The miRNAs we found significantly associated with long-term benefit or resistance to fulvestrant were not among miRNAs differently expressed in fulvestrant-resistant cell lines as compared with parental MCF-7 cells38,39. Moreover, in our series miR-221 and mir-222 which had been associated with fulvestrant resistance in BCCL were detected only in 2 and 8 samples, respectively and therefore were not further correlated with outcome; at the same time miR-21, despite being confirmed among the most highly expressed miRNAs, did not show any association with outcome (see Supplementary Table 2)40,41.

We acknowledge that our study has some limitations. First of all, the limited number of patients with available metastatic tissue which resulted in a small sample considering the large number of putative predictive variables examined especially for miRNA analyses; then the retrospective design which resulted in missing clinical information and which may have not allowed to meet with a strict application of RECIST 1.1 criteria for all patients. Moreover, we did not perform in vitro assays in BCCL to better elucidate the correlation between the miRNA profile associated with the in vivo response to fulvestrant and gene expression analyses to identify the related target genes involved. Finally, since the current use of fulvestrant monotherapy is recommended only after CDK 4/6i, we cannot rule out that this treatment can induce molecular patterns different from those observed in our CDK 4/6i naïve population.

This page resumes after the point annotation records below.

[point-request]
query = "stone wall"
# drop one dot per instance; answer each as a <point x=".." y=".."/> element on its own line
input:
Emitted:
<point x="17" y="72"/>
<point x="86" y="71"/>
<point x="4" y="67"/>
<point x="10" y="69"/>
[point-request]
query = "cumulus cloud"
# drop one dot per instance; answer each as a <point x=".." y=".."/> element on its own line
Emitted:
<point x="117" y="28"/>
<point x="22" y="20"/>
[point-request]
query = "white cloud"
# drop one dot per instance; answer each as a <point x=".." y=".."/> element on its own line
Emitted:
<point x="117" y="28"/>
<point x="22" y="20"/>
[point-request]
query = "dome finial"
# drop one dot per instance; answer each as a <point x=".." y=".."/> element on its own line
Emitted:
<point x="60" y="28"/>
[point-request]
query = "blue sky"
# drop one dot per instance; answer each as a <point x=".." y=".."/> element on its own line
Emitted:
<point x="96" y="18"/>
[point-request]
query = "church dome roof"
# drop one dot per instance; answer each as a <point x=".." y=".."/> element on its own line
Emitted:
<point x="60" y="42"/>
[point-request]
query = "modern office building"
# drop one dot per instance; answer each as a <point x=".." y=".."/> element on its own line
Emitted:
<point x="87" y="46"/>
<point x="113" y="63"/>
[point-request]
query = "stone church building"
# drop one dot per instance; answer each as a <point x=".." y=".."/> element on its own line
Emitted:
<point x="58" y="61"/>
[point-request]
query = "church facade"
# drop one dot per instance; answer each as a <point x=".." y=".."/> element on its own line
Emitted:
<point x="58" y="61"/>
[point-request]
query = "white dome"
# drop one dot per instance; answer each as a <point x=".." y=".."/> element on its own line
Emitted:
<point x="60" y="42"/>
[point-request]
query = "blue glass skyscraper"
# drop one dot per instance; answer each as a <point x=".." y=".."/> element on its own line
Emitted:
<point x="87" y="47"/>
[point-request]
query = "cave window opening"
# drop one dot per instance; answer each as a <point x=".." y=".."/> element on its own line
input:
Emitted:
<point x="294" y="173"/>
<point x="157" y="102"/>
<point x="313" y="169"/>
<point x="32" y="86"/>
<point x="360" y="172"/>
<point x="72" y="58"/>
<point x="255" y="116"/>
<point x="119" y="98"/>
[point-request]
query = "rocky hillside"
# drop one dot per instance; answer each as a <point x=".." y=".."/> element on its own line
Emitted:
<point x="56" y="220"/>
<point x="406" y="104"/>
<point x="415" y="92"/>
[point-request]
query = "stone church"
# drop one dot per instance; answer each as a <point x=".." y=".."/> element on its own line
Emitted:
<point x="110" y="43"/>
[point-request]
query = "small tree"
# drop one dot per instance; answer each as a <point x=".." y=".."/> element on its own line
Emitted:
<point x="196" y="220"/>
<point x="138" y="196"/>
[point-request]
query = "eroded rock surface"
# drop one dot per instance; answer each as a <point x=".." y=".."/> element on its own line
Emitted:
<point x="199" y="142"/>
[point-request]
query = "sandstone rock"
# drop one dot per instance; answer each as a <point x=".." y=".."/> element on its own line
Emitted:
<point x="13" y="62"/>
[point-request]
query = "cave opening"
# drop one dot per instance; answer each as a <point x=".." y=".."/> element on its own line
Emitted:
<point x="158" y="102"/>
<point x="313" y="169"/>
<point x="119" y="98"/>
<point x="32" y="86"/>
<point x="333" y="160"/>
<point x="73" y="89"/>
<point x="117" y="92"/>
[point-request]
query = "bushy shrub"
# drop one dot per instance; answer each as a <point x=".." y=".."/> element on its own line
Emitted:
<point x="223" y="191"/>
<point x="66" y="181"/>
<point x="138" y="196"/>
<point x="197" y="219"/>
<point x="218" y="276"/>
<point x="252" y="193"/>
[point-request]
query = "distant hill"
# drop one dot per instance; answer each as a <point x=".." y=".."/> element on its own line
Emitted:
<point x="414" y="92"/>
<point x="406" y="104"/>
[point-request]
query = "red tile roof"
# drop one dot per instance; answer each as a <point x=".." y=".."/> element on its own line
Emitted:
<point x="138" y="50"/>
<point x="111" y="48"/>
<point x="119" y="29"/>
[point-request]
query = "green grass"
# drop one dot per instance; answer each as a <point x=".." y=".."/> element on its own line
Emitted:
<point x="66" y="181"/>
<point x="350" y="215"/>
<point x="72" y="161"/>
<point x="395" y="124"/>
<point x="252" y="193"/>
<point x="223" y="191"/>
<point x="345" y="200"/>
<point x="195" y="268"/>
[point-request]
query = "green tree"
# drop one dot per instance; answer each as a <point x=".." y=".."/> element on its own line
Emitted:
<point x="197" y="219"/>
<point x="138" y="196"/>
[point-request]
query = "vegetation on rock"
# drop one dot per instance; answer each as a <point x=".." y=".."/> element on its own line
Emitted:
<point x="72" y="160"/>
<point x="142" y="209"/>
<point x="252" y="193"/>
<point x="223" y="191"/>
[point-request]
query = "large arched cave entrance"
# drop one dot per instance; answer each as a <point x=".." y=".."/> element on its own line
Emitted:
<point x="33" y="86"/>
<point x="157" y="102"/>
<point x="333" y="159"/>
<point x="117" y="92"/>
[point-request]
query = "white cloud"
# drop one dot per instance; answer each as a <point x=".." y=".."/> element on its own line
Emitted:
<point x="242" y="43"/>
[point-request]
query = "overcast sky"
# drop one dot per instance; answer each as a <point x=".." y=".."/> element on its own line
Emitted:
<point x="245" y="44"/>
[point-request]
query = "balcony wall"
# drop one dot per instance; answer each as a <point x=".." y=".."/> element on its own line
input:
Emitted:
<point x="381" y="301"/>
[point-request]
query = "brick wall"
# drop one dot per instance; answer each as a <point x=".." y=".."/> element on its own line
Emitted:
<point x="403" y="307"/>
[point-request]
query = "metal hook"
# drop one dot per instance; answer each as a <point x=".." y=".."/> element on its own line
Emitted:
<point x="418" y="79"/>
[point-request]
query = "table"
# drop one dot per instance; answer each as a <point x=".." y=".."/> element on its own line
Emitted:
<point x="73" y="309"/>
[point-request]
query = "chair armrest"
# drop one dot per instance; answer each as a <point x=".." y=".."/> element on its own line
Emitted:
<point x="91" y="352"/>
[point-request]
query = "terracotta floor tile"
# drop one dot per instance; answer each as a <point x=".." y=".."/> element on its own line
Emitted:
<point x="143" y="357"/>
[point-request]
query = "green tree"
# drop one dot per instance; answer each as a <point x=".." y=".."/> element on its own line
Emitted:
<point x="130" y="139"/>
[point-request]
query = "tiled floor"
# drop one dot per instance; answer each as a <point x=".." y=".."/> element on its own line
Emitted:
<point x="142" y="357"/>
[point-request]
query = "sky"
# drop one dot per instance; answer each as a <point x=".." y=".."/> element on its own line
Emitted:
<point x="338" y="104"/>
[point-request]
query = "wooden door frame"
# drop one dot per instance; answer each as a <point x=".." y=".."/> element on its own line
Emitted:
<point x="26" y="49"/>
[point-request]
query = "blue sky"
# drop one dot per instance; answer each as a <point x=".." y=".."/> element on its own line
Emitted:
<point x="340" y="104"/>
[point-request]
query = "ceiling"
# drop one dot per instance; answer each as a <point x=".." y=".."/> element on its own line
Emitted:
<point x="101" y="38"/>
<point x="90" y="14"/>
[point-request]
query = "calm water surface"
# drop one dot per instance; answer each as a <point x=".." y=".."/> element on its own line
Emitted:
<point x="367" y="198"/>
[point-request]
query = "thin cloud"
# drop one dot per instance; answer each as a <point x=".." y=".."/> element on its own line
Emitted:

In conclusion, altogether our clinical findings are consistent with literature data from randomized trials and real-world series, confirming the poor prognostic role of visceral metastases. Our data do not support an association between PI3KCA mutations and long-term benefit from treatment. Furthermore, we propose a new panel of miRNAs which were associated with long-term benefit of endocrine therapy and which are mainly involved in cell metabolism and endocrine resistance. Our results provide some additional clues on the mechanisms involved in fulvestrant activity and resistance although underlying molecular pathways should be further elucidated and confirmed in larger cohorts of breast cancer patients.